Thursday March 31, 2011

Freedom is always preferred to slavery. And yet, diplomacy cannot be exclusively motivated by ideals. The real life expression of diplomatic ideals is what we call realpolitik.

In the perfect world allies share values and enemies are clearly defined. But we do not live in a perfect world, we live in a world in which our friends have their own priorities and our enemies sometimes have resources and information that we are in crucial need of.

And that, my friends, is a thumbnail history of United States foreign relations in South America, Central America, Africa, Asia and the Middle East.

Libya is no exception. Libya may, in fact, become the text book example of modern day US foreign policy relations.

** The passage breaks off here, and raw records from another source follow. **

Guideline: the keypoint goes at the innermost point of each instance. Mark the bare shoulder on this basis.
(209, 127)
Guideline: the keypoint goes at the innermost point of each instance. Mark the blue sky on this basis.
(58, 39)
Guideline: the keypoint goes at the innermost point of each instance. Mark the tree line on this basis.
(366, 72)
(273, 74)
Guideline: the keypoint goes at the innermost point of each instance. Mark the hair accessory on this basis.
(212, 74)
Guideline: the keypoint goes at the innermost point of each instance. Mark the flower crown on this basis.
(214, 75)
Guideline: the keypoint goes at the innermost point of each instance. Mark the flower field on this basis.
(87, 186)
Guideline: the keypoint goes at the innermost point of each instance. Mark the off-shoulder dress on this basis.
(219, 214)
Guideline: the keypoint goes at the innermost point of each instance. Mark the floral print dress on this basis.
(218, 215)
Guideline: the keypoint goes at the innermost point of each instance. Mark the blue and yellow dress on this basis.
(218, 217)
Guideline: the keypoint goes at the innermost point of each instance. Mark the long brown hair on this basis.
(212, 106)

Through example and through influence, the United States - the greatest democratic power in the world today - has a responsibility to nudge the world towards freedom. The US has that responsibility even with the clear cut knowledge that freedom, without prosperity, wealth and power - the ideals of freedom, will have almost no impact. Norway, Denmark and Sweden may be democracies, but they hardly have an impact on world events or influence freedom movements.

When it was diplomatically convenient the US exploited dictators like Muammar Ghadaffi and Hosni Mubarak with one hand and with the other hand, urged the dictators to reform their oppressive regimes. In the end, the urging had almost no impact and the all too important dollar, profitable trade and oil revenue, triumphed.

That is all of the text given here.